Subjective and Behavioral Visual Outcomes (Supplementary Table 3)
Bilateral contrast sensitivity and visual acuity were consistently damaged by blast exposure, despite differences in blast magnitude and injury location (Bricker-Anthony et al., 2014a, b; Reiner et al., 2014; Bricker-Anthony and Rex, 2015; Guley et al., 2016, 2019; Allen et al., 2018; Jha et al., 2018; Shedd et al., 2018; Struebing et al., 2018; Honig et al., 2019). Deficits were reported as early as 1 day (Shedd et al., 2018) and up to 8 months (Allen et al., 2018) following injury. Some groups found contrast sensitivity and visual acuity improved over time (Hines-Beard et al., 2012; Bricker-Anthony et al., 2014b) while others conversely found it declined, particularly with age (Bricker-Anthony et al., 2014a; Bricker-Anthony and Rex, 2015; Allen et al., 2018). Treatment with raloxifene (Honig et al., 2019) and SMM-189 (Reiner et al., 2014; Guley et al., 2019) promoted full recovery of both contrast sensitivity and visual acuity, while ASC-CCM treatment provided partial recovery of both parameters (Jha et al., 2018).

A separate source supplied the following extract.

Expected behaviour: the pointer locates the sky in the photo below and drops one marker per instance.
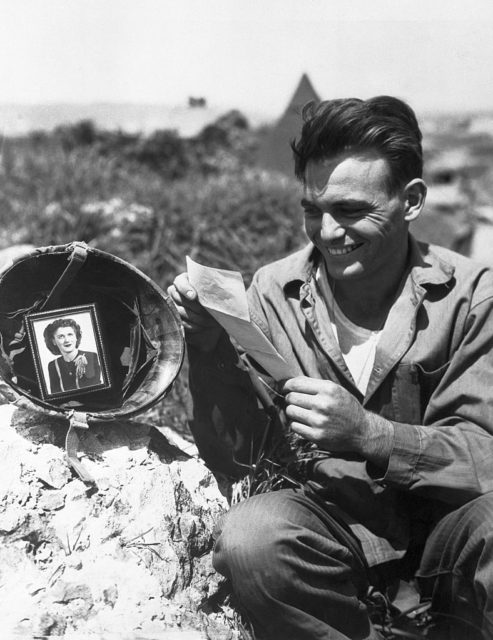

Pupillary light constriction produced contrasting findings. One day post-20 psi blast to the left cranium, diminished pupillary constriction was seen that resolved after 10 months (Mohan et al., 2013). At 7 months post-injury, another group reported elevated pupillary constriction that was normalized by treatment with raloxifene (Honig et al., 2019). AD mice had an impaired pupillary light response, possibly due to amyloid deposits in the retina (Harper et al., 2019a).
Overall summary
Contrast sensitivity and visual acuity were frequently impaired after bTBI, while studies produced conflicting data on changes in pupillary light constriction.
Subjective and Behavioral General Outcomes (Supplementary Table 4)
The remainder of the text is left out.